Will Kate Middleton Change How Women Dress?

The duchess effect.

I recently watched the bizarre train wreck that is NBC’s Fashion Star. (Haven’t seen it? Consider yourself lucky.) I felt rather sorry for the contestants. They seemed so misguided. Sure, it seems important to get your designs into stores like Macy’s and Saks and H&M—especially when judges Jessica Simpson, Nicole Richie and John Varvatos keep telling you it is—but really, I think the contestants are thinking a bit too … big. Forget the masses! We don’t know what we want. The key to becoming a mind-blowing overnight planet-dominating success is relatively easy: Get your duds into Carole Middleton’s closet.

You see, shooting for Princess Kate is, obviously, a bit of a stretch. There are all those cute armed guards, for starters. But sweet, behatted Carole, that’s thinking more logically. You don’t design for uber-conservative middle-aged women, you say? Pah! It’s not for her you’re designing—it’s for that duchess daughter of hers who, if you haven’t noticed, has quite a fondness for raiding mum’s wardrobe. (Stars! They’re Just Like Us!!!)

Kate has a long history of borrowing from mom, though her closet-raiding really made headlines last week when she wore a cobalt double-breasted “Trina” Reiss dress that belongs to her mom (who actually wore it much better than her daughter). The concept of mother-daughter outfit-swapping is lovely—in fact, I’ve recently acquired two 1970s Coach “Station” bags from my mom, along with countless jewelry. But I can’t dip into her clothes: My mom is too tiny; what fits her like a glove would, on me, look like expensive sausage casing. And what looked nice on Carole just looked dowdy and ill-fitting on Kate.

Still, though, the masses went nuts—because that’s what we do when people like Kate wear things—and clamored to get their hands on Kate’s mum’s dress (which is no longer available; the company would do well to reissue the design, though I’d recommend an updated belt).

In fact, the entire Reiss line has done gangbusters since Kate took a liking to it. Sales for the Theory/Tibi/Robert Rodriguez-like apparel company (“high street,” in Brit speak) shot through the roof once the duchess started wearing its designs. First, there was the chic white number she wore in her engagement photos, which incited fashion pandemonium. Then, last year, she wore a sleek nude Reiss bandage dress to meet Michelle Obama (who wore a bizarre Pepto-colored bolero that made her look like she was a five-year-old going to church on Easter Sunday. Seeing photos of the two women together—Kate, the picture of modern sophistication, and Michelle, a pastel mess—made me seriously concerned for US-UK relations.) Anyway, the Reiss website crashed soon after, as thousands suddenly discovered their love for nude, cap-sleeved bandage dresses.
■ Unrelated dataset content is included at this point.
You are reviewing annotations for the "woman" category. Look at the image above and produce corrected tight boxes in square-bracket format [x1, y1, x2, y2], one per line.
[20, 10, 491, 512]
Reiss naturally capitalized on the “duchess effect,” recently expanding their U.S. exposure. This week, the brand opened up in-shop Reiss boutiques in several New York Bloomingdale’s stores. (No word on whether our Bloomies will be getting a Reiss fix; the closest Reiss store is in Short Hills, New Jersey.) I’d be happy to get the line in Philadelphia. Though the pieces are achingly similar to lines we already have, the clothes are well-constructed and the designs are perfect business-to-cocktail attire. You talk about Reiss like you talk about Kate: stylish, but in a subtle way. Nothing iconic, nothing ground-breaking, nothing to clutch your pearls over. It’s fine.

So, Kate, we get it. You’re a princess of the people. You shun wildly expensive things like cocktail dresses hand-embroidered with diamonds and sprinkled with gold and fairy dust. But how about bringing the U.S. something we don’t already have? Some really great fascinators, perhaps? Or royal-guard-like fashions for security guards? Now that would be something I could get behind.